I’m a ‘yes person’.  I’ve learned this about myself.  I will find myself sometimes completely overwhelmed because I want to say yes any time I can possibly say yes.  So three months ago when someone who is an old friend emailed me and asked me to co-author an ebook about caring for our elderly parents; while all instincts inside of me were pointing to, “Are you crazy?” I still found myself leaning precariously toward yes.

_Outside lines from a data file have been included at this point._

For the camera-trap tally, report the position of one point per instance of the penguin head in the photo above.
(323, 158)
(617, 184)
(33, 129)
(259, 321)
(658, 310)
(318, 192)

I started making my checklist. Is this a smart idea?

yes or no

  • I never thought I would write about my mom and dad.  Can I do this?  Would I even want to?
  • I have nothing written about my parents.  It would be so much work.
  • Me?  Writing an ebook?  Have I ever even read an ebook?  No.  (Terrible thing to admit).
  • My computer skills are less than stellar.  Could I write an ebook with my lackluster computer skills?  Probably not.
  • My co-author whom I admire greatly lives all the way across the country.  I live in Cincinnati.  She lives in Seattle.  We would have no face-to-face contact.  Are you kidding?
  • She is talking about webinars and conference calls.  What?  Those words give me chills.

 Decision Making

After weighing all the pros and cons, quickly sketching out a couple of stories,  feeling completely overwhelmed and out of my element, quaking in my desk chair about the technology, I made the only choice that made any sense.   I said “Yes.”

The Result

gratitudeWe did it!  I’m incredibly proud of the stories we’ve written.  I know our experiences will help others who are trying to help their elderly parents make choices about their golden years.

I was in a steep learning curve every step of the way.  Yes, I have already written a book.  But this was my first venture into ebook territory.  It was truly foreign soil for me.  I had to maneuver webinars and conference calls which finally no longer scare me.

My partner, Marky Olson and I, encouraged one another every step of the way.  It seemed like each time one of us was a little discouraged the other would have just the right words to say.  Am I glad I took the risk?  Oh YES!  Our ebook will be out soon.  We are now in the process of  maneuvering through the decisions about the print version of our book.

My best advice?  Say ‘yes‘ whenever you can.

But maybe that’s just me.  I’d rather risk a failure saying ‘yes’ than regret missing a wonderful opportunity by saying ‘no’.  No doubt, I will fail more than most.  But I’ve already admitted I’m a ‘yes person’. I suppose you’ll have to decide for yourself.